Osborne digs deeper

Submitted by Matthew on 13 March, 2013 - 9:15

The curve of Britain’s economic output shows a sharp decline from mid-2008 to mid-2009. Then from mid-2009 to late 2010 there was a slight recovery.

Since the coalition government’s social cuts have started kicking in, from late 2010, output has mostly stagnated or declined further.

The government’s own Office of Budgetary Responsibility felt obliged on 8 March to write to David Cameron saying that, contrary to Cameron’s claims, the OBR was sure that public spending cuts had reduced overall output, and might have reduced it more than the OBR thought.

Yet a large wing of the Tories, people like Liam Fox, are baying for more cuts. It is near-certain that in his Budget on 20 March chancellor George Osborne will dig deeper into the cuts hole.

The government said back in 2010 that it was making cuts in order to end the government’s deficit (its excess of spending over income) and to stabilise the government’s debt (the running total of what it owes to financiers).

In fact the deficit for 2012-3 will probably be higher than in 2011-2. In 2014-5 the deficit will probably be £64 billion bigger than George Osborne projected in 2010. That £64 billion is a larger sum (in one year) than the projected total over five years of the cruel social cuts we all know about.

Osborne digs deeper because cutting the deficit (though he’d have been glad to do it) was in fact never the fundamental reason for his measures.

The fundamental motive was always as stated by Barack Obama’s former chief of staff, Rahm Emanuel: “You never want a serious crisis to go to waste”.

Hurtful though capitalist slumps always are, usually inequality is somewhat reduced during slumps, if only because the rich can fall further, and still stay rich, than the poor can fall and still subsist.

In this slump, both in the USA and Britain, inequality has increased. While Osborne is making huge cuts in benefits for the worse-off, he has also cut corporation tax and the top rate of income tax. Liam Fox wants him to cut more from benefits — and health — so he can cut capital gains tax!

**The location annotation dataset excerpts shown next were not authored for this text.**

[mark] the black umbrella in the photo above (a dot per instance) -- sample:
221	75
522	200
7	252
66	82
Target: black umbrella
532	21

The Labour leadership could demolish Osborne just by pointing to the graph of (slight) recovery when Labour was still in office and (if only because an election was due) making few cuts, and recalling Ed Balls’s speeches from 2010 about “growth, not cuts” being the answer to slump.

It doesn’t do that because it is scared of the financiers who might call that “irresponsible”. But haven’t the financiers had their own way long enough?